FUNDING for public health teams is "inadequate" and this will make the health inequalities of the pandemic worse, argue York's Liberal Democrats.

York's public health funding has dropped from £8.4 million in 2016 to £8.1 million this year - despite the city's population increasing from 205,645 to 211,234.

Public health teams focus on making sure residents can stay healthy.
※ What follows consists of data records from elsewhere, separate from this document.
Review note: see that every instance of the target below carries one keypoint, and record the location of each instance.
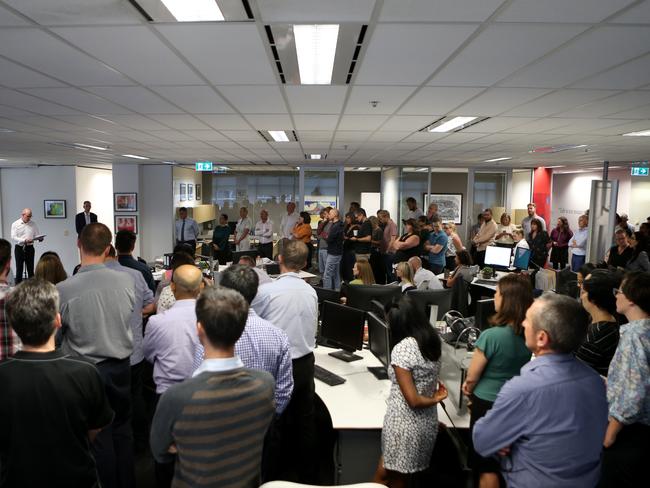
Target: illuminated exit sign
(203, 165)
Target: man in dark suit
(84, 218)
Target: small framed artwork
(54, 209)
(125, 202)
(126, 222)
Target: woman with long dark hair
(411, 421)
(499, 354)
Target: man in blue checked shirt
(547, 426)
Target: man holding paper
(24, 232)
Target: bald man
(24, 232)
(171, 342)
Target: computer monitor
(522, 258)
(342, 326)
(484, 310)
(360, 296)
(498, 257)
(379, 344)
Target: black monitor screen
(342, 326)
(379, 339)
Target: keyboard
(327, 377)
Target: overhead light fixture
(495, 160)
(279, 135)
(316, 49)
(641, 133)
(194, 10)
(446, 125)
(134, 156)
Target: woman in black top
(539, 243)
(602, 336)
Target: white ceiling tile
(407, 55)
(516, 45)
(438, 100)
(316, 11)
(137, 98)
(255, 99)
(226, 53)
(588, 11)
(595, 51)
(45, 53)
(438, 11)
(315, 99)
(558, 101)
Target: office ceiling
(546, 73)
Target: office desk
(357, 408)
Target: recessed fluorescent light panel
(194, 10)
(642, 133)
(134, 156)
(279, 135)
(316, 49)
(449, 124)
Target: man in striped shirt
(216, 421)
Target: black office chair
(426, 298)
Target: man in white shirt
(24, 232)
(288, 221)
(423, 278)
(264, 232)
(292, 305)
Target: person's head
(487, 215)
(5, 258)
(404, 272)
(94, 240)
(186, 282)
(293, 255)
(50, 268)
(555, 324)
(125, 241)
(32, 310)
(363, 271)
(463, 258)
(513, 296)
(242, 279)
(596, 290)
(633, 297)
(406, 319)
(221, 316)
(26, 215)
(411, 203)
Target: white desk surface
(360, 402)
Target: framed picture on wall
(450, 206)
(126, 222)
(125, 202)
(54, 209)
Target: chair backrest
(425, 298)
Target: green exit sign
(203, 165)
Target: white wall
(96, 186)
(28, 187)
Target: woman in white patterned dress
(411, 421)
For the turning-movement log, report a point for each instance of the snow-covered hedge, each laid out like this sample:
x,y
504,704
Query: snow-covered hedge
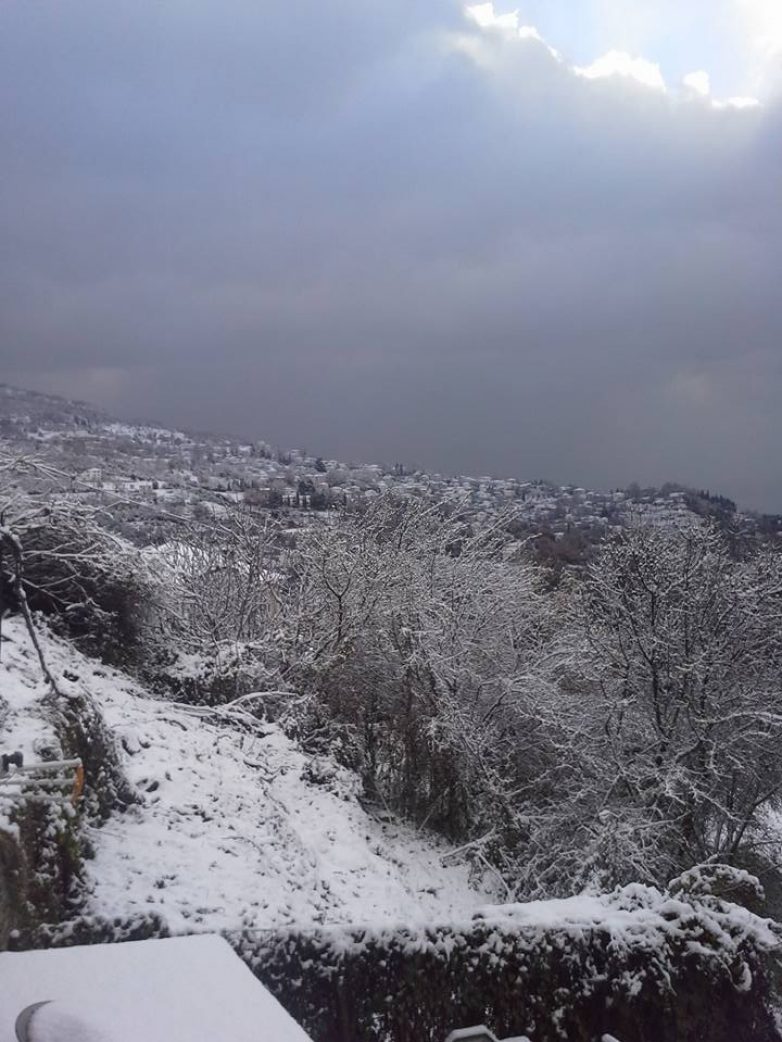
x,y
639,965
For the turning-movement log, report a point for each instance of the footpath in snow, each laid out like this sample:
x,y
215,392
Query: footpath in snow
x,y
234,830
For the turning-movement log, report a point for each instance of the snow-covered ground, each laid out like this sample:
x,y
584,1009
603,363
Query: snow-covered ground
x,y
234,829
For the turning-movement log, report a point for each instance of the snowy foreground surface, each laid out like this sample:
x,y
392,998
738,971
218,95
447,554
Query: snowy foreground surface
x,y
234,832
179,990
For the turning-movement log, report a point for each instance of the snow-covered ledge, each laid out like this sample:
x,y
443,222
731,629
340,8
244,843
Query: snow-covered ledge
x,y
186,989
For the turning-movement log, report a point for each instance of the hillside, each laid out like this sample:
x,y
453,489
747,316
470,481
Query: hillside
x,y
236,826
179,470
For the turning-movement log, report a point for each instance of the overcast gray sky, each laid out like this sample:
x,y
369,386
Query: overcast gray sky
x,y
540,243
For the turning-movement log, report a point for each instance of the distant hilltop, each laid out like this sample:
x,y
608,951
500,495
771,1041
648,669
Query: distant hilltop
x,y
187,470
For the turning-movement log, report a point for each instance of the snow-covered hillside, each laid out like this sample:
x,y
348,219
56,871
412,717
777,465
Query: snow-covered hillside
x,y
234,829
They run cancer screening services, immunisation programmes, stop smoking and substance misuse centres, and sexual health clinics.
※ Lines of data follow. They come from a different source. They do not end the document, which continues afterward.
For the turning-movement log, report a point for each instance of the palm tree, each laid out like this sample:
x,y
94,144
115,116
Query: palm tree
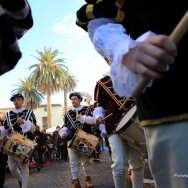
x,y
70,83
33,98
48,75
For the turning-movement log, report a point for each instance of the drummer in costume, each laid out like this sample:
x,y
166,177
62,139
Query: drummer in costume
x,y
107,102
23,121
134,35
79,117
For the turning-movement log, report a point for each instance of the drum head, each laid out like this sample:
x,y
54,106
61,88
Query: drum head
x,y
126,118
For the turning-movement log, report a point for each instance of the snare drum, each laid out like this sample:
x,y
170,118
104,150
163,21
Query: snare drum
x,y
131,131
18,147
84,142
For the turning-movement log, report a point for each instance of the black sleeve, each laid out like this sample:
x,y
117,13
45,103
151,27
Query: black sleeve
x,y
94,9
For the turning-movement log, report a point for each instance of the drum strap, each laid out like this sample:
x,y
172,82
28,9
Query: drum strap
x,y
112,95
28,114
9,123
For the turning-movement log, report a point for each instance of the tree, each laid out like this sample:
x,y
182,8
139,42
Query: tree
x,y
69,84
33,98
48,75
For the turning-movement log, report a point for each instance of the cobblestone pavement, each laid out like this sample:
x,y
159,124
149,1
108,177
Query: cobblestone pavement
x,y
58,175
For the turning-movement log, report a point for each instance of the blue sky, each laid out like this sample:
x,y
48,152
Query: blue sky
x,y
54,26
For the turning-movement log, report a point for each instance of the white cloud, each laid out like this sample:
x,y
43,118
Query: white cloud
x,y
81,1
68,27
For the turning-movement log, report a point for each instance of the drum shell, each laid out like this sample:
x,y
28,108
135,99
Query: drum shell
x,y
12,144
84,143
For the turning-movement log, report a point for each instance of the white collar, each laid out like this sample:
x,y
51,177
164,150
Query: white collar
x,y
20,110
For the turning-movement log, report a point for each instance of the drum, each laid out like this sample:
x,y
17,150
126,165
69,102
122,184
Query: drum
x,y
84,142
131,131
18,147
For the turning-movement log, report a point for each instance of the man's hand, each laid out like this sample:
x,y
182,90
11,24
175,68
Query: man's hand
x,y
151,57
79,118
20,120
65,135
99,120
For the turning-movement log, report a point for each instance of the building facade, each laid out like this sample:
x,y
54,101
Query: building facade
x,y
41,115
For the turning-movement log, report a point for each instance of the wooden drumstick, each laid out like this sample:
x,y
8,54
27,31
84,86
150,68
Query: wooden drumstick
x,y
176,36
106,117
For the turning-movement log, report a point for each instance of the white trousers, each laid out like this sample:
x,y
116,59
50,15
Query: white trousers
x,y
76,159
124,156
13,167
168,154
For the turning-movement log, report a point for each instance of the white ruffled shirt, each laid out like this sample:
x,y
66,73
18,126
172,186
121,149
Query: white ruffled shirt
x,y
112,42
27,126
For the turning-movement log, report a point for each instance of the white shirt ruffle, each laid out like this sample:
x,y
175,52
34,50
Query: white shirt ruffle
x,y
112,42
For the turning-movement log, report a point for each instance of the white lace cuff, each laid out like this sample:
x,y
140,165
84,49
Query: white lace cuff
x,y
98,112
63,131
102,128
87,119
27,126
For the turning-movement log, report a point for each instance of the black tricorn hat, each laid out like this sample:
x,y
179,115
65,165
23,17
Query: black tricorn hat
x,y
17,95
76,94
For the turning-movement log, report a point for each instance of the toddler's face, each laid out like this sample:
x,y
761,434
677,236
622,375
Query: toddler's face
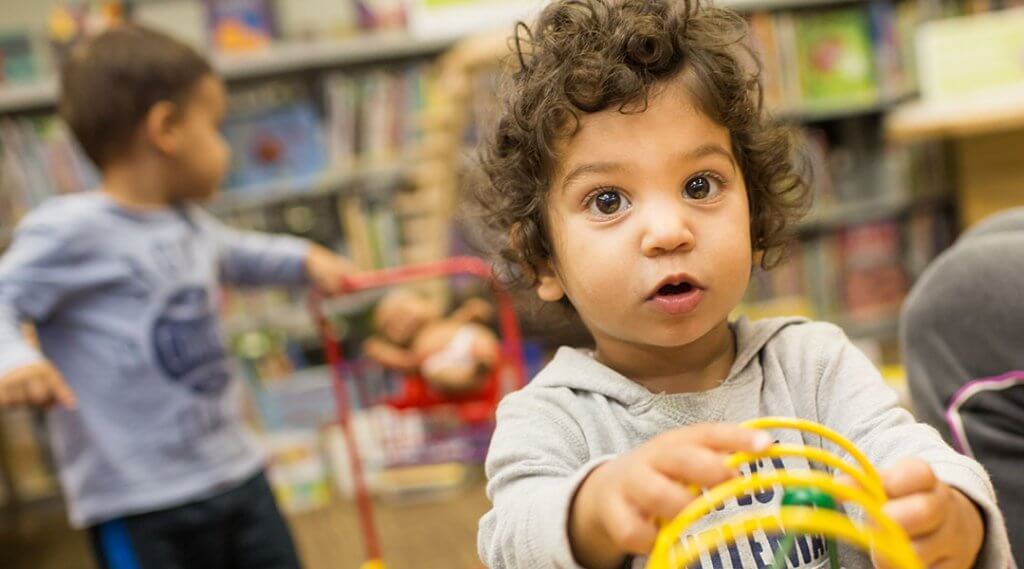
x,y
204,156
649,220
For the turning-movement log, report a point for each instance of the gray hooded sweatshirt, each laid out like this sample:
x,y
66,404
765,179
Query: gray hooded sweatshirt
x,y
578,413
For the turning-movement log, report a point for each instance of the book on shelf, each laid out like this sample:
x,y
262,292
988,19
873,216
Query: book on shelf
x,y
274,134
836,60
17,58
856,274
373,118
236,26
39,159
875,281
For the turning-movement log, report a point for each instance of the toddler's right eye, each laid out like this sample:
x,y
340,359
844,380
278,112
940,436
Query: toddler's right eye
x,y
607,202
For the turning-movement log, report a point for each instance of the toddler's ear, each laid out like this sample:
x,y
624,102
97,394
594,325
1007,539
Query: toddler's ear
x,y
549,288
758,258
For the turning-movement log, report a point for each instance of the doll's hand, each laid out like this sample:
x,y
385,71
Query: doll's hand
x,y
945,526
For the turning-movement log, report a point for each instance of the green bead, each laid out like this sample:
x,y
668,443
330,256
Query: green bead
x,y
803,495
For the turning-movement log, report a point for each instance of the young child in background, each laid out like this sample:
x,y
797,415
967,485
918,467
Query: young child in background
x,y
122,285
637,180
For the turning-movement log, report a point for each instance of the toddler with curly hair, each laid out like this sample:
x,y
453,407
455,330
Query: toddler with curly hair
x,y
635,178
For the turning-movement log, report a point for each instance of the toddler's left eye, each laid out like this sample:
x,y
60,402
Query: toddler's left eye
x,y
701,187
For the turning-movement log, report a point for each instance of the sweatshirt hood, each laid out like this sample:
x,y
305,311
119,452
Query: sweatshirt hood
x,y
577,369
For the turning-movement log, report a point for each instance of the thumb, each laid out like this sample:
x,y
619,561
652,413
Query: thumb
x,y
64,395
908,477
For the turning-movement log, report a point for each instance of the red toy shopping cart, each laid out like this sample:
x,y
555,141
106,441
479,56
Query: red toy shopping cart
x,y
414,392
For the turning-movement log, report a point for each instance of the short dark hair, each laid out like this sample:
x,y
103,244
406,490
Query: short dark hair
x,y
586,56
111,82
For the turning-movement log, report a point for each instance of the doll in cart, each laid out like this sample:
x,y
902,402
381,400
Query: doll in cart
x,y
454,353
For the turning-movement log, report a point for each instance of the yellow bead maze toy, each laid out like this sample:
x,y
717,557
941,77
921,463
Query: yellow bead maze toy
x,y
809,507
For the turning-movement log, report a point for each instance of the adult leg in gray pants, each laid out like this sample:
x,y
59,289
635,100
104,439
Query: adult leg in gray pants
x,y
963,341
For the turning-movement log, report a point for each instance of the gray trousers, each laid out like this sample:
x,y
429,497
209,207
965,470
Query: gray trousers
x,y
963,341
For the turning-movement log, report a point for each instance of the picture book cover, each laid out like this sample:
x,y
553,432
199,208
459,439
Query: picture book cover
x,y
236,26
836,58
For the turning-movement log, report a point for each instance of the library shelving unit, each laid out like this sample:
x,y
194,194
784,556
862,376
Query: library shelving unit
x,y
986,135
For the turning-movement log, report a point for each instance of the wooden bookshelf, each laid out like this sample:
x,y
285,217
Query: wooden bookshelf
x,y
763,5
887,206
986,134
999,111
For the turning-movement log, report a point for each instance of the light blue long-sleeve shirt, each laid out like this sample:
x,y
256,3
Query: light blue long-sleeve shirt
x,y
125,305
They are also involved in plans to boost exercise, as well as looking at the health impact of major developments and working with charities and other organisations.
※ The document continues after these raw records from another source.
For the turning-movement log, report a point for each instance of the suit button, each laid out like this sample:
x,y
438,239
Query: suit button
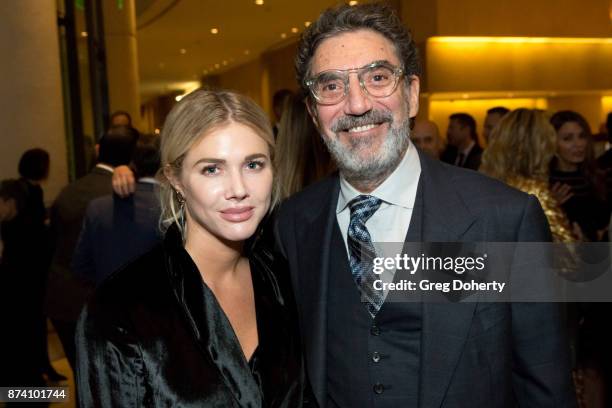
x,y
376,357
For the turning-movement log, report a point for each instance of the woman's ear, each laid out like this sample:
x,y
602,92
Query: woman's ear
x,y
173,179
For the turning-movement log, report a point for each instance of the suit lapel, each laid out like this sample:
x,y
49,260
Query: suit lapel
x,y
314,240
445,218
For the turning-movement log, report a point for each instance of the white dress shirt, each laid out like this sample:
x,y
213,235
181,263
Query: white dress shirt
x,y
390,222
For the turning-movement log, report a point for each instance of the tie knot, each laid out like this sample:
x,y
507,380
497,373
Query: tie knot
x,y
363,207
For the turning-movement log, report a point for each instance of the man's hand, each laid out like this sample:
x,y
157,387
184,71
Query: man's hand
x,y
124,183
561,191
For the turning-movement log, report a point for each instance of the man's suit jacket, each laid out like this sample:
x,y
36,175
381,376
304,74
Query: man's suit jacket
x,y
472,354
472,161
117,230
66,293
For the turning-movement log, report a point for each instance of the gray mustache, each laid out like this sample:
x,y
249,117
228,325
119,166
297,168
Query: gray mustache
x,y
368,118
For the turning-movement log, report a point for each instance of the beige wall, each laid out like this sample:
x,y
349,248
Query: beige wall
x,y
31,110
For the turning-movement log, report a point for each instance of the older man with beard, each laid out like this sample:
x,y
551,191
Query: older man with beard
x,y
360,69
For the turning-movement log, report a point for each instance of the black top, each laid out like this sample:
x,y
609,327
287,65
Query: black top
x,y
154,335
585,207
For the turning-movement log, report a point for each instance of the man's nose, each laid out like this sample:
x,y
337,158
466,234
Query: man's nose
x,y
358,101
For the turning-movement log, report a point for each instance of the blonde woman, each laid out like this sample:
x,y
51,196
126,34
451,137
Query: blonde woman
x,y
203,319
519,152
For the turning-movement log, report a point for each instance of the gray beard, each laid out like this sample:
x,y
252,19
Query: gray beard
x,y
377,167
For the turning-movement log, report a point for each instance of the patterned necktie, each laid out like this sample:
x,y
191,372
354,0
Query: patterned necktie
x,y
362,251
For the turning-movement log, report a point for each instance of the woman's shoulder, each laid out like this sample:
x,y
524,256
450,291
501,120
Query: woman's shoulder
x,y
132,284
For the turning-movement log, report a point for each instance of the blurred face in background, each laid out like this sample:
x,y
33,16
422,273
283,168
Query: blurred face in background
x,y
226,181
8,209
426,137
571,146
458,135
491,120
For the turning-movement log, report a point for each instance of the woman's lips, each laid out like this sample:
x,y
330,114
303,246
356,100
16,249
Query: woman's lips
x,y
239,214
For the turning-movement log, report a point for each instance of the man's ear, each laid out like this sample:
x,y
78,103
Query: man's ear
x,y
312,110
414,87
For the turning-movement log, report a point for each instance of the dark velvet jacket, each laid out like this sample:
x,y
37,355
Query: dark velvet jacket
x,y
154,336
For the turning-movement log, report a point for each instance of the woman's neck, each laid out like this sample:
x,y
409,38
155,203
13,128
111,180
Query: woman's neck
x,y
216,259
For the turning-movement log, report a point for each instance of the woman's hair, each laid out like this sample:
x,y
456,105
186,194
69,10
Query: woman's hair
x,y
34,164
301,157
195,116
522,144
589,165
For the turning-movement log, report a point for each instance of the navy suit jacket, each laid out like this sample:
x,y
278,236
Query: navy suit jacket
x,y
472,354
117,230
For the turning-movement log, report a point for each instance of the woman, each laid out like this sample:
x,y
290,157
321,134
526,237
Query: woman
x,y
203,319
520,148
575,179
302,157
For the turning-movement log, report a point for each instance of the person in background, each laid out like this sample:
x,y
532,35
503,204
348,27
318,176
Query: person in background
x,y
66,292
463,149
33,170
575,179
279,101
120,118
493,117
426,137
301,157
20,306
203,319
117,230
519,152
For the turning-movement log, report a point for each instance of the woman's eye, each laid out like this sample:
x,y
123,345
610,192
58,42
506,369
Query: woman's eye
x,y
209,170
255,165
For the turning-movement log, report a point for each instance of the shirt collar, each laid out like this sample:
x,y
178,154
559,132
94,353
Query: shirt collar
x,y
398,189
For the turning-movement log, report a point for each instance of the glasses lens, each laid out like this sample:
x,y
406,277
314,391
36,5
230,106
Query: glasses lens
x,y
329,87
379,80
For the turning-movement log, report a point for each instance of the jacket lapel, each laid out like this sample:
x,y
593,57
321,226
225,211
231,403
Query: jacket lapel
x,y
210,326
445,218
314,240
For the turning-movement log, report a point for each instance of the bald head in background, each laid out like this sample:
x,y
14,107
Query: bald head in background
x,y
426,137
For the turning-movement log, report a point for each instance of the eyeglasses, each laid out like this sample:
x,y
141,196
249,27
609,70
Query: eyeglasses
x,y
378,79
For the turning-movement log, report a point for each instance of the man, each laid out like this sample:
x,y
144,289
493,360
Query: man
x,y
66,293
463,149
359,66
117,230
493,117
120,118
426,137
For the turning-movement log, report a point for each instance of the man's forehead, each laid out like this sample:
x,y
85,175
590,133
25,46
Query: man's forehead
x,y
353,49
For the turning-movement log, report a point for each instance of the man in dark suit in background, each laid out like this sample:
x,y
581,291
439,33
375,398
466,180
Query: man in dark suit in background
x,y
117,230
463,149
360,69
66,293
York's public health team has played a key role during the pandemic.

Covid has revealed inequalities across the city and widened the gap between the wealthiest and the most deprived residents, according to a recent report by York Human Rights City.

A Lib Dem spokesperson says money spent on public health is "three to four times more cost-effective in improving health outcomes than money spent in the NHS".

Cllr Carol Runciman said: “Whilst at national level we have seen huge investment in programmes such as NHS Test and Trace, public health funding for local services continues to be woefully inadequate at a time when protecting and improving the public’s health has never been so important."

“Our local approach to contact tracing, community testing and outbreak control confirmed what we had known all along – local expertise and approach is the most effective way to combat the spread of the virus.

"Local public health teams must be at the forefront of our efforts to tackle health inequalities and the long term mental and physical health effects of Covid."